Walmart is looking to to tap into the nation’s $62 billion wine market with the debut of its own wine label — although it's not exactly the cheapest wine line from a national retailer.
On June 6, Walmart announced the expansion of its Winemakers Selection brand, which has been available in 1,100 select locations for the last month. Sourced from California, France and Italy, the vino retails for around $11 a bottle, and the line will feature ten “distinctive labels,” USA Today reports.
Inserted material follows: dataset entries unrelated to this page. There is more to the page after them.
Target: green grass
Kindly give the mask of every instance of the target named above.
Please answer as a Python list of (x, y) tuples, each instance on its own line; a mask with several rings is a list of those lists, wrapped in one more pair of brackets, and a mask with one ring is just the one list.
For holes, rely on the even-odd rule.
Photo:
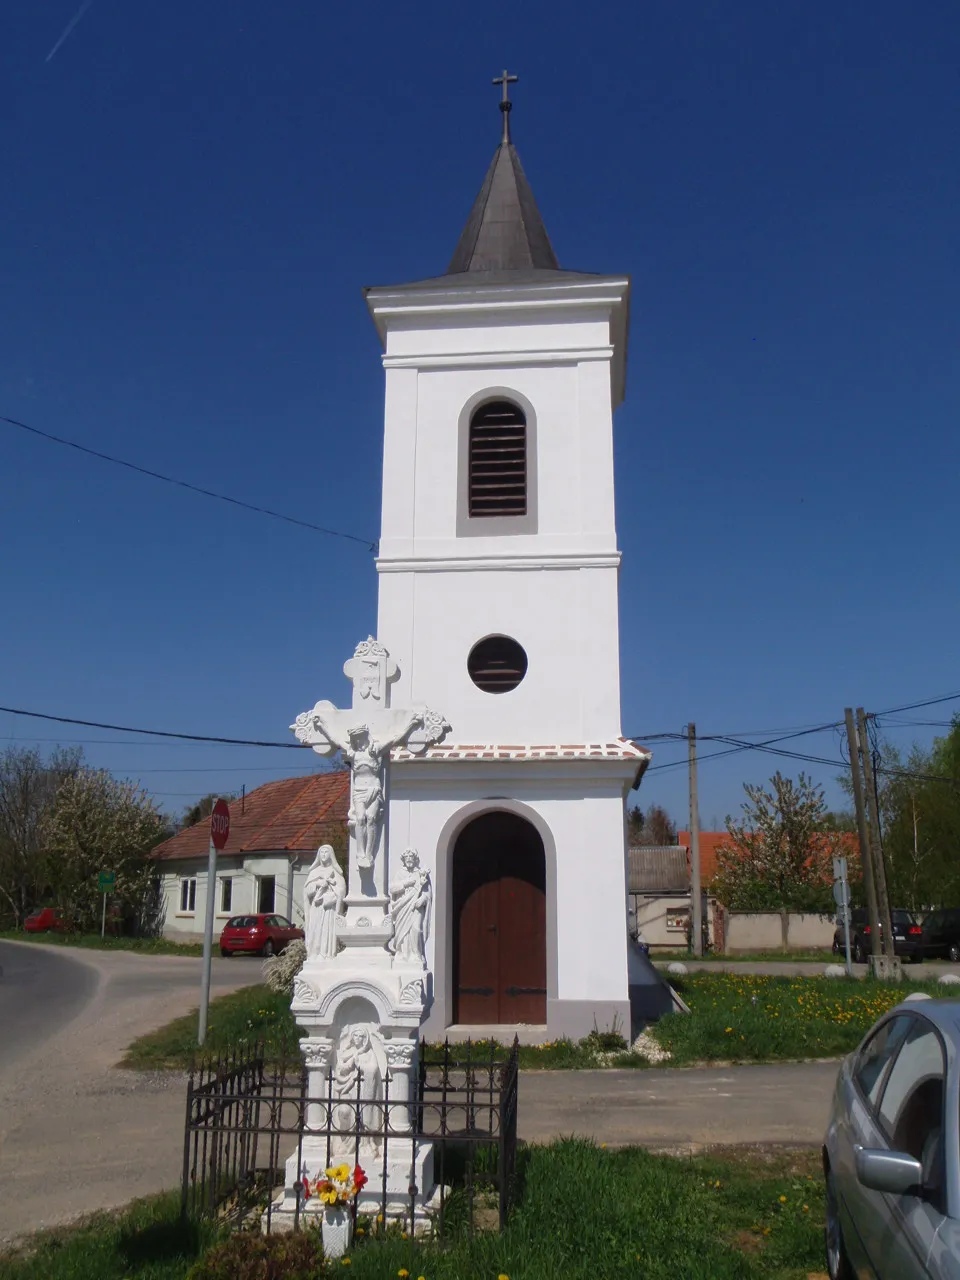
[(942, 994), (929, 982), (748, 973), (700, 972), (673, 985), (691, 1012), (662, 1018), (652, 1034), (678, 1066), (841, 1056), (908, 992)]
[[(175, 1018), (129, 1046), (119, 1064), (133, 1070), (186, 1070), (198, 1056), (198, 1010)], [(300, 1029), (290, 1012), (290, 997), (269, 987), (242, 987), (210, 1001), (205, 1055), (263, 1041), (268, 1056), (296, 1049)]]
[(0, 1280), (182, 1280), (215, 1235), (209, 1224), (180, 1221), (179, 1193), (155, 1196), (0, 1253)]
[[(699, 972), (674, 980), (691, 1013), (661, 1019), (655, 1039), (672, 1055), (669, 1065), (697, 1062), (776, 1062), (832, 1058), (859, 1044), (881, 1013), (909, 991), (941, 994), (935, 983), (905, 980), (899, 985), (872, 979), (766, 977), (760, 974)], [(210, 1003), (205, 1052), (217, 1054), (263, 1041), (268, 1056), (295, 1050), (300, 1029), (289, 997), (265, 986), (244, 987)], [(197, 1056), (197, 1014), (141, 1036), (120, 1064), (141, 1070), (186, 1070)], [(462, 1046), (451, 1046), (462, 1053)], [(472, 1052), (492, 1052), (502, 1060), (509, 1046), (477, 1041)], [(428, 1063), (441, 1060), (443, 1046), (428, 1044)], [(520, 1046), (520, 1066), (534, 1070), (642, 1068), (638, 1054), (605, 1048), (593, 1035)]]
[(202, 956), (199, 942), (170, 942), (166, 938), (101, 938), (99, 933), (25, 933), (0, 929), (0, 939), (11, 942), (43, 942), (57, 947), (87, 947), (92, 951), (140, 951), (151, 956)]
[[(359, 1240), (349, 1254), (349, 1274), (357, 1280), (395, 1280), (404, 1271), (411, 1280), (805, 1280), (822, 1270), (815, 1150), (674, 1158), (570, 1140), (521, 1151), (519, 1165), (518, 1204), (502, 1235), (489, 1230), (446, 1248), (396, 1237)], [(72, 1233), (44, 1233), (27, 1256), (0, 1259), (0, 1280), (185, 1280), (209, 1233), (181, 1226), (177, 1207), (166, 1196)], [(230, 1248), (249, 1256), (244, 1240), (233, 1239)], [(342, 1276), (347, 1269), (339, 1263), (328, 1271)], [(193, 1280), (239, 1274), (223, 1246), (191, 1272)], [(269, 1274), (279, 1280), (283, 1273)]]
[[(804, 961), (806, 963), (816, 964), (836, 964), (837, 957), (833, 954), (829, 947), (821, 950), (808, 949), (806, 951), (744, 951), (743, 954), (724, 955), (722, 951), (708, 951), (706, 955), (695, 956), (684, 948), (682, 951), (653, 951), (650, 952), (650, 959), (656, 963), (663, 960), (669, 963), (671, 960), (680, 960), (686, 963), (693, 960), (697, 964), (702, 961), (714, 964), (769, 964), (773, 961), (780, 963), (792, 964), (794, 961)], [(840, 963), (843, 963), (843, 957), (840, 957)]]
[[(210, 1002), (205, 1053), (217, 1054), (242, 1048), (262, 1040), (268, 1055), (279, 1057), (296, 1048), (301, 1030), (290, 1012), (290, 997), (277, 995), (269, 987), (244, 987)], [(451, 1046), (454, 1048), (454, 1046)], [(479, 1059), (489, 1056), (501, 1061), (509, 1047), (490, 1041), (476, 1041), (472, 1053)], [(553, 1040), (542, 1045), (522, 1045), (520, 1065), (528, 1069), (575, 1069), (598, 1067), (607, 1059), (598, 1057), (603, 1045), (593, 1036), (574, 1042)], [(438, 1062), (442, 1045), (427, 1046), (427, 1061)], [(120, 1063), (133, 1070), (186, 1070), (197, 1056), (197, 1012), (176, 1018), (149, 1035), (141, 1036), (127, 1049)], [(642, 1065), (630, 1055), (628, 1065)]]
The price tag, while affordable, still isn't quite as affordable as signature wine offerings from Target, Trader Joe's or Aldi. Target, for instance, introduced a line of wine for just $5 per bottle in 2017; many of Trader Joe's wines, specifically its Charles Shaw wines, can be purchased for under $10 per bottle, with some varieties costing much less depending on where it's sold; and just one year ago, a variety of rose sold at Aldi for $8 was named one of the best in the world. (Asada, a British supermarket owned by Walmart, also won an award for its $6 wine at the 2016 Decanter Magazine World Wine Awards.)
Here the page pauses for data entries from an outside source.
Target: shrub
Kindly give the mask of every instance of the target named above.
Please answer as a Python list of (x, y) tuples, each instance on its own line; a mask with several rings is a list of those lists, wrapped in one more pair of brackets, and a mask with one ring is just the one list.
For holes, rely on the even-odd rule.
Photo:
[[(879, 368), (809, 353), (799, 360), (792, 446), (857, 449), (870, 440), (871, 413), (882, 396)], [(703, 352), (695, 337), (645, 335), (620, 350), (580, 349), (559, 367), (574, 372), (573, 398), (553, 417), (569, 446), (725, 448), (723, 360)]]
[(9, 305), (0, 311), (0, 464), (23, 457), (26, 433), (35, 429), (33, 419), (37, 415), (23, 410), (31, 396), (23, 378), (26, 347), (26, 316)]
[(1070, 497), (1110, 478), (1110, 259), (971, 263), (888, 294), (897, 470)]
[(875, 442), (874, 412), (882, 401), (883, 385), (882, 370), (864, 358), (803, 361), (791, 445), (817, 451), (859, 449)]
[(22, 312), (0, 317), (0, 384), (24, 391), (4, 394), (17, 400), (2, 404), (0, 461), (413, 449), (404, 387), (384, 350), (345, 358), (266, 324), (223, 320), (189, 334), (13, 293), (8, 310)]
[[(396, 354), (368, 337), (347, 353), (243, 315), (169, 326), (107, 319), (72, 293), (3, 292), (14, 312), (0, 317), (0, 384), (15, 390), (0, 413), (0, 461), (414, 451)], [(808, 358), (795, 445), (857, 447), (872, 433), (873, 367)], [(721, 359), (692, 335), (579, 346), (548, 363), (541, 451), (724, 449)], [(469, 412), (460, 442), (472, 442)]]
However, Nichole Simpson, Walmart’s senior wine buyer, explained that the Winemakers Selection products will “drink like a $30 to $40 bottle of wine.”
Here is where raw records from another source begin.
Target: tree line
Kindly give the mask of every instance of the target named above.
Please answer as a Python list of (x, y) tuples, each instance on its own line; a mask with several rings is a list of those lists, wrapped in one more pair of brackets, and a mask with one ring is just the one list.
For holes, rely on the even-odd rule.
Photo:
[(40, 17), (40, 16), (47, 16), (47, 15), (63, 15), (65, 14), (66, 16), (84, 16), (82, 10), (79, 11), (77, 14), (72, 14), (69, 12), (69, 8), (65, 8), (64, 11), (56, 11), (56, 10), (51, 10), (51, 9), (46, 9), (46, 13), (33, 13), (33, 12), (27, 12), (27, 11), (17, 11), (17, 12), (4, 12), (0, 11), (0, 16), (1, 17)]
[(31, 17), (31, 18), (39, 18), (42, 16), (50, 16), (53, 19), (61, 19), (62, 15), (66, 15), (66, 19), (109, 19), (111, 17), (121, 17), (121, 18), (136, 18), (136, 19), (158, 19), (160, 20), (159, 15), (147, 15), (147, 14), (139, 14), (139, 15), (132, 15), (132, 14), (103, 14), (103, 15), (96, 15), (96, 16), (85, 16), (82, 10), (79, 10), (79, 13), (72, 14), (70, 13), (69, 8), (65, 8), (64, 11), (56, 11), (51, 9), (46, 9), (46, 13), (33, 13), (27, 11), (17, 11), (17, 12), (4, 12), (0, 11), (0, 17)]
“We have made sure [the labels are] easy to read and 'clean' for the customer because they don’t have a lot of time,” Simpson said. She further divulged that she spent several months ahead of the release “getting to know” the producers of each Winemakers Selection variety, to create greater familiarity and give consumers “a story behind every bottle,” the outlet claims.
To that end, the news has been largely embraced by Twitter users.
“Say hello to my new wine distributor center!” one fan exclaimed.
“It pairs well with yoga pants” another agreed.
Others, however, remain more skeptical.
“It will be Black Friday all year long,” one critic clapped.
"How can @Walmart 'create' a 'cheap' wine section when IT IS THE cheap wine section?" another added.
As noted by Forbes, the store's foray into wine could make Walmart more competitive with fellow superstore Costco. Nevertheless, the Bentonville, Ark.-based chain is relatively late to the drinking party, according to Victor Martino, a food and grocery marketing specialist.
“Wine has historically been a weak category for Walmart. With its numerous stores… Walmart has the distribution might to be a major player in store brand wine,” Martino told Forbes. “The question is if it can execute on the price-value-quality equation, something Trader Joe's, for example, excels at with its iconic Two Buck Chuck brand.”
Americans consumers are spending an estimated $62 billion on wine annually, according to the Wines & Vines, with millennials emerging as a key wine-drinking group.